All this clarification of the concept of the glands of internal secretion occurred in the first quarter of the nineteenth century. However, no inkling of their real importance to the body, of which quantitatively they form so insignificant a part, was apparently revealed to anyone. Not even the most daring speculation or brilliant guess work in physiology engaged them as material. Thus Henle, the great anatomist, calmly affirmed that these glands "have no influence on animal life: they may be extirpated or they degenerate without sensation or motion suffering in the least." Johann Müller, the most celebrated physiologist of his day and contemporary of Henle, wrote in 1844 and coolly stated, "The ductless glands are alike in one particular—they either produce a different change in the blood which circulates through them or the lymph which they elaborate plays a special rôle in the formation of blood or of chyle." In other words, they were dismissed as curious nonentities, of no real significance to the running of the body. Laennec, the French founder of the Art of Diagnosis in Medicine, once said that nothing about a science is more interesting than the progress of that science itself. He might have added that nothing either was more interesting than the contradictions in that progress. For while these grand moguls of their sciences were enunciating their dogmas, pioneers here and there were already setting the mines that were to explode them.

The experimental method, to the value of which biologists were just beginning to awaken, was destined to be the vehicle of Time's revenges. An application of it to the mysteries of sex was the immediate occasion. Sex and sex differences have always more or less obsessed the imagination of mankind. The volumes of theories about them would constitute a respectable museum. Certain gross facts, however, were known. The effects of loss of the sex glands upon the configuration of the body and the predominating constitution in animals and eunuchs have always attracted attention. The proverbs and stories of all nations are full of references to them. But up to the nineteenth century no controlled experimental work was ever carried out regarding them. It was in 1849, that A.A. Berthold of Göttingen, a quiet, sedate lecturer, carried out the pioneer experiment of removing the testes of four roosters and transplanting them under the skin. It was Berthold's idea to test whether a gland with a definite external secretion, and a duct through which that secretion was expelled, but which yet had powers over the body as a whole that were to be attributed only to an internal secretion, could not be shown, by a clean-cut experiment, to possess such an internal secretion. He succeeded perfectly. For he found that, though, in thus separating the gland from its duct and so cutting off its external secretion, the action of the cells manufacturing that secretion was destroyed, the general effects upon the body were not those of castration. The animals retained their male characteristics as regards voice, reproductive instinct, fighting spirit and growth of comb and wattles. Whereas if the glands were entirely removed, these male traits, peculiar to the rooster, were completely lost. The inference was the existence of an internal secretion.

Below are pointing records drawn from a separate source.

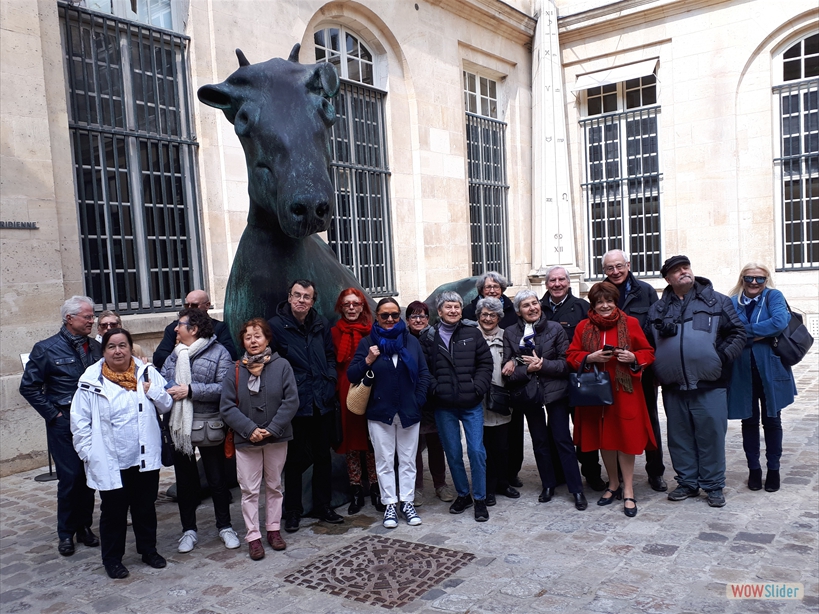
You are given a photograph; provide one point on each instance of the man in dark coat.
(561, 306)
(460, 365)
(697, 335)
(492, 285)
(196, 299)
(636, 297)
(302, 337)
(49, 382)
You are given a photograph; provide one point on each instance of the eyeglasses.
(298, 296)
(389, 315)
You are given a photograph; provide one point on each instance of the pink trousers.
(253, 462)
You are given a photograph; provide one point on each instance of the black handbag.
(794, 342)
(498, 400)
(589, 388)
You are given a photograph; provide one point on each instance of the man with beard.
(697, 335)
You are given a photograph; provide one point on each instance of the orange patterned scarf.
(126, 379)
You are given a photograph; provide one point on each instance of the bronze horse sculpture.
(282, 112)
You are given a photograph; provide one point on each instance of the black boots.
(356, 498)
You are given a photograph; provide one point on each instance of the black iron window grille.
(622, 181)
(486, 164)
(360, 233)
(797, 166)
(134, 160)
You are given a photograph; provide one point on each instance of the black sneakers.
(461, 503)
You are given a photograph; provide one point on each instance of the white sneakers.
(229, 537)
(187, 541)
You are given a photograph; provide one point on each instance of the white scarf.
(182, 411)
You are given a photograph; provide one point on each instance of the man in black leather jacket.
(302, 337)
(196, 299)
(561, 306)
(635, 299)
(48, 384)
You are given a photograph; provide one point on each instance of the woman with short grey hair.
(496, 410)
(492, 285)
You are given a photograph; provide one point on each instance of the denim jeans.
(449, 420)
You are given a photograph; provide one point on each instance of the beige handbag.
(359, 394)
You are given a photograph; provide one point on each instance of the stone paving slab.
(529, 557)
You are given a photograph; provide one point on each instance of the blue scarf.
(394, 341)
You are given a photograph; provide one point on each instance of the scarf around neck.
(591, 342)
(182, 411)
(351, 334)
(394, 341)
(126, 379)
(78, 342)
(254, 363)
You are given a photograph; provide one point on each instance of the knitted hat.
(669, 264)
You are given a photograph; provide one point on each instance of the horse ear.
(242, 59)
(294, 53)
(324, 80)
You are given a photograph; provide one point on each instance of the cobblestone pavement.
(529, 557)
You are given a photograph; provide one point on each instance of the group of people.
(279, 405)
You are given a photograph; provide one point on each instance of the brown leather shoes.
(256, 549)
(274, 538)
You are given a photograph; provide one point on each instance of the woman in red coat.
(355, 324)
(621, 430)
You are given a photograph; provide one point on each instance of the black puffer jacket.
(551, 344)
(52, 372)
(461, 375)
(571, 312)
(309, 349)
(637, 300)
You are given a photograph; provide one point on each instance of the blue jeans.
(771, 426)
(75, 501)
(697, 424)
(449, 420)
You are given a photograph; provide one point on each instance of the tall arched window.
(360, 234)
(798, 162)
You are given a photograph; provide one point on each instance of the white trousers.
(387, 440)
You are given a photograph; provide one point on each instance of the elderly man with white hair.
(49, 382)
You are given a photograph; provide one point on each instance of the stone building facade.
(472, 134)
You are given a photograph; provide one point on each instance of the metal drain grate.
(379, 571)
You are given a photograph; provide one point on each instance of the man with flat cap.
(697, 335)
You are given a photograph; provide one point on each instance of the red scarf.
(591, 341)
(351, 334)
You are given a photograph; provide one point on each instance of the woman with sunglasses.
(759, 378)
(417, 315)
(354, 324)
(395, 361)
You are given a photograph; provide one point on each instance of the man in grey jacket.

To Berthold belongs the honor of being the first experimental demonstrator who proved the reality of a gland with a true internal secretion and the power it exercised through the blood upon the entire organism. Besides, he showed that a typical gland of external secretion could also have an internal secretion, a possibility never before considered. That two kinds of cells could live within the same gland: one set usually recognized as producing the external secretion, the other evolving the internal secretion, was an astounding original conception.